Both wagons were sprayed using an aerosol can of grey auto primer from Halfords. Several coats were applied to both wagon bodies and the underframe details.
Once the paintwork was dry I brush painted the axleguards, brake detail and brake hoses using matt black acrylic paint.
The roof planking sheets were then glued to the roof supports using aliphatic resin. The roofs were held in place with elastic bands until the glue had set. A sheet of tissue (the type used for packing between clothes, not the nose blowing variety) was then applied to the roof using dilute PVA glue. This tends to crease, which is a desirable effect, as the idea is to represent canvas applied over the planking. When dry, both roofs were given two coats of sanding sealer. This makes the tissue very stiff and durable. Both roofs were then finished off with two coats of dark grey acrylic paint.
The next step was to apply the lettering. Some modellers hand paint the company letters and numerals but I am totally useless at signwriting, my handwriting is pretty awful too. The standard TBLR lettering until now has been Deca Dry 5mm white rub on transfers. I bought a fair stock of these some years ago but they are no longer available and I am running out. I have enough for another three or four vehicles, after that I will go over to Letraset transfers.

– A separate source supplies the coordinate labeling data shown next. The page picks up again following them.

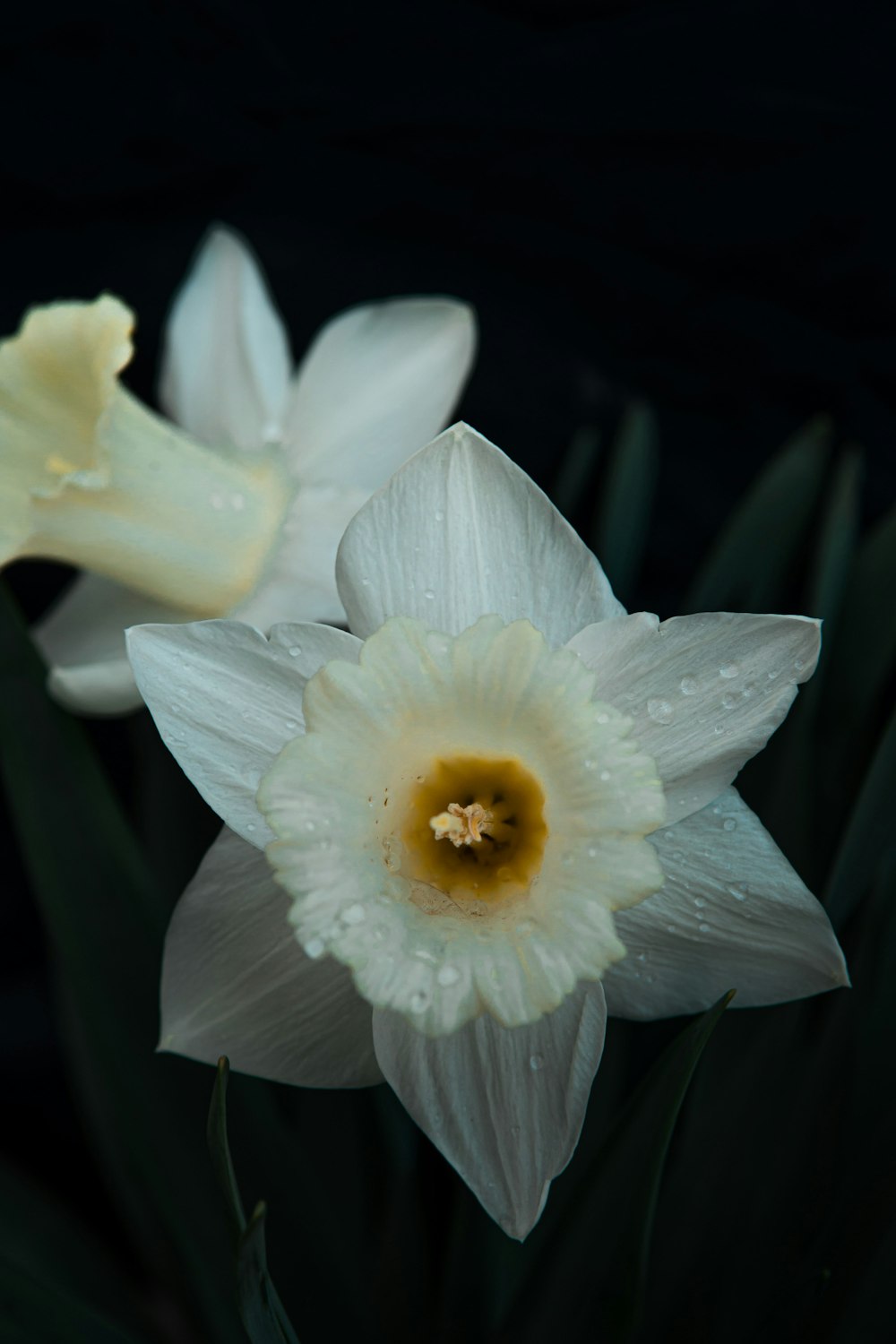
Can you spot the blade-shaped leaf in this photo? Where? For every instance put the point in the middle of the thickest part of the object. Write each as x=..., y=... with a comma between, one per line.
x=260, y=1306
x=105, y=927
x=622, y=515
x=759, y=543
x=576, y=467
x=590, y=1269
x=869, y=832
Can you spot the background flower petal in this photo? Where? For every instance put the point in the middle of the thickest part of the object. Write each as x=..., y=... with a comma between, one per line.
x=705, y=691
x=458, y=532
x=732, y=914
x=300, y=575
x=236, y=983
x=376, y=384
x=226, y=701
x=226, y=362
x=82, y=640
x=504, y=1107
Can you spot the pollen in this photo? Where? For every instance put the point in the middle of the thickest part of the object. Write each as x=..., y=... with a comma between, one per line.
x=492, y=812
x=462, y=825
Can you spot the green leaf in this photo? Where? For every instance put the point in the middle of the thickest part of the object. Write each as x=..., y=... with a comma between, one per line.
x=758, y=547
x=603, y=1238
x=107, y=927
x=868, y=836
x=48, y=1242
x=575, y=470
x=34, y=1311
x=260, y=1306
x=622, y=516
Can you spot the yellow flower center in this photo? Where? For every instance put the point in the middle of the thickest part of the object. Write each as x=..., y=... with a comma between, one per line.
x=492, y=812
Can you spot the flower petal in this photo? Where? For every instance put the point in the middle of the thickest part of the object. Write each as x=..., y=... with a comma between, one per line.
x=236, y=983
x=504, y=1107
x=300, y=580
x=458, y=532
x=82, y=639
x=226, y=362
x=732, y=914
x=705, y=691
x=376, y=384
x=226, y=701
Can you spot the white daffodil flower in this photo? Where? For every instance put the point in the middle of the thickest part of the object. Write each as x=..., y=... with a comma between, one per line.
x=461, y=835
x=242, y=513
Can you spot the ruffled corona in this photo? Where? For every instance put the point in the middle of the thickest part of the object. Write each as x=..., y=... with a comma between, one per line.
x=460, y=822
x=89, y=476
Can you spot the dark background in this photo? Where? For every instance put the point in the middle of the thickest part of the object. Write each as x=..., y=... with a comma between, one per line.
x=683, y=203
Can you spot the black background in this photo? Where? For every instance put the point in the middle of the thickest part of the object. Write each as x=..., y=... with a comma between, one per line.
x=685, y=203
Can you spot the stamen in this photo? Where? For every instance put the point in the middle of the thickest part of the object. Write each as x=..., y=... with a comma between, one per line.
x=462, y=825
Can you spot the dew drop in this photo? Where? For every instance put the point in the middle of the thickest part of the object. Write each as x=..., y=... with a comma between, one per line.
x=659, y=711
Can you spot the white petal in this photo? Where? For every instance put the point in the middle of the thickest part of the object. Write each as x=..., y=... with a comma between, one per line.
x=458, y=532
x=236, y=983
x=83, y=642
x=300, y=580
x=226, y=701
x=376, y=384
x=705, y=691
x=504, y=1107
x=731, y=916
x=226, y=363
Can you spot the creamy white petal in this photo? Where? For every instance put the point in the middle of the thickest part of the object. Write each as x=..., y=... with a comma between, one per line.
x=300, y=580
x=226, y=701
x=236, y=983
x=458, y=532
x=705, y=691
x=226, y=363
x=438, y=945
x=732, y=914
x=375, y=386
x=82, y=639
x=504, y=1107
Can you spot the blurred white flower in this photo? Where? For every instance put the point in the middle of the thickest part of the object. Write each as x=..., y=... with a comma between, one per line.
x=498, y=809
x=242, y=513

I ran out of numbers 6 and 8 while 68 still required numbers on the wagon ends, I had some 9s which were simply turned upside down but for the 8s I used a number 3 and then applied another 3 over this upside down to close the open side of the 3 and form a number 8. After very careful alignment it worked! The handle ends of the hand brakes were picked out in matt white paint (to make them more visible for train crews).
Finally the couplings were fitted using 10BA hex headed bolts and nuts and the axleguards and wheel bearings were given a spot of oil to ensure free running.